Года полтора назад Костя с Желоховцевым пытались приобрести у него для университета несколько персидских монет, но Лунцев заломил такую цену, что от покупки пришлось отказаться.
— Давненько не видались, давненько! — Он с чувством пожал Косте руку. — Говорили, будто ты в большевизию подался. Болтовня? Ну, не отвечай, не отвечай. Мне, знаешь, все едино!
— Да я к своим уезжал, — сказал Костя. — В Соликамск.

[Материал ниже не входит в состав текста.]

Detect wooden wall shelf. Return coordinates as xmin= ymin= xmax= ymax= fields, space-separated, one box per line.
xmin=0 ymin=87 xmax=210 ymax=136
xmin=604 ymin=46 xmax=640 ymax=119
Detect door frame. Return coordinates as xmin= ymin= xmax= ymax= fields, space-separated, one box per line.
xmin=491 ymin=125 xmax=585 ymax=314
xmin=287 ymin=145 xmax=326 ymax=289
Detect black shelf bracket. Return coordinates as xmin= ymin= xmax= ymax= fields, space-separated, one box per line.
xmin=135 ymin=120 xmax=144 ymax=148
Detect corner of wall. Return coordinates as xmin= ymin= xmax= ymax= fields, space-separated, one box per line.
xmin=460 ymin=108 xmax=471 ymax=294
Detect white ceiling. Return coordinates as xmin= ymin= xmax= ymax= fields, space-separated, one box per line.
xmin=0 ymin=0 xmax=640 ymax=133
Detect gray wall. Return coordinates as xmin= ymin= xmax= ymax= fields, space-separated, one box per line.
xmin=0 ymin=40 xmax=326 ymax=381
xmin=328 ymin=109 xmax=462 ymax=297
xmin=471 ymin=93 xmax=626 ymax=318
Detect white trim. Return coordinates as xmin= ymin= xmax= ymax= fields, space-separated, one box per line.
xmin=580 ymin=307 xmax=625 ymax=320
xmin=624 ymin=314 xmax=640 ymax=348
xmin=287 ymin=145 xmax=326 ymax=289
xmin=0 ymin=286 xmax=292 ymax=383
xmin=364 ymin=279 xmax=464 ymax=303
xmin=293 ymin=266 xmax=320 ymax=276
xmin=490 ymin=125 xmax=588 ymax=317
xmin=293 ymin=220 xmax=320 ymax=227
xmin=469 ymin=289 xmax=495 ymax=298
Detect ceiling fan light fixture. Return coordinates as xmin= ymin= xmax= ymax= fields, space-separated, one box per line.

— А удачно ты попался! Мне как раз консультация требуется. — Лунцев достал маленький бумажный пакетик, развернул. — Глянь, какой образчик!

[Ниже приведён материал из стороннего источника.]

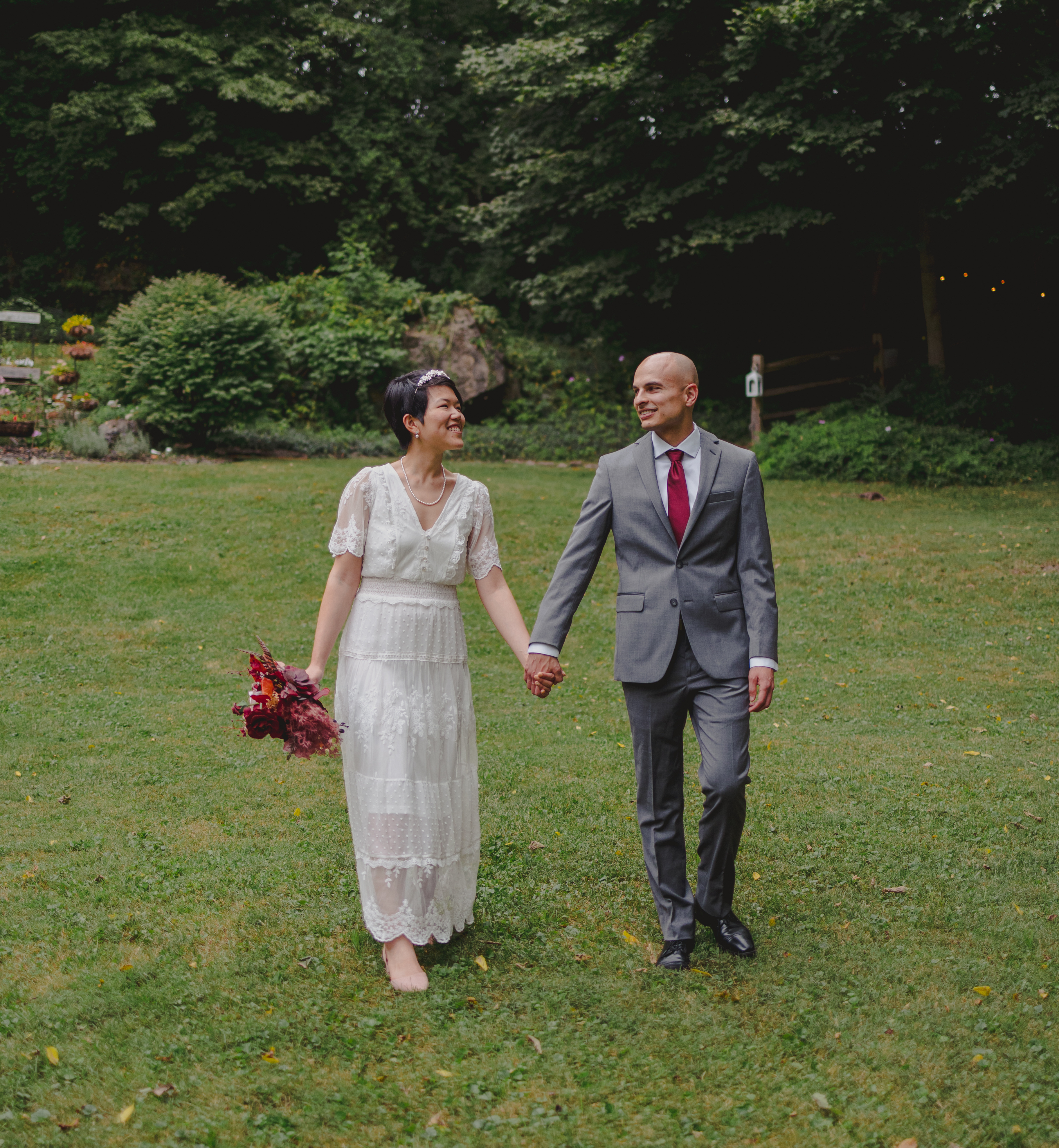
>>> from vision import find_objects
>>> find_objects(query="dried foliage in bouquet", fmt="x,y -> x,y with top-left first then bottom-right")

Костя взял монету. Это была серебряная драхма шахиншаха Балаша с небольшим отломом. На аверсе — погрудье шахиншаха с исходящим из его левого плеча языком огня, на реверсе — голова Ахурамазды в пламени жертвенника. Серебро чистое, без патины, на отломе — мелкозернистое, тусклое. Дырка для подвески залита позеленевшей медью. Костя сразу узнал эту драхму по дырке и характерному отлому. Спросил, напрягшись:
— Откуда она у вас?
Лунцев расплылся:
— Что, хороша?
— Я спрашиваю, откуда у вас эта монета?
— Только что у Федорова выменял на два краковских свободных полузлотых. Он же с приветом, польские монеты особо собирает. Мать у него полька была, что ли, из ссыльных…
Лунцев внезапно замолчал, увидев кого-то, а Костя не успел и обернуться, как его крепко обхватили сзади. Из-за плеча вынырнул солдат в черных погонах, оттолкнул Лунцева и наставил винтовку.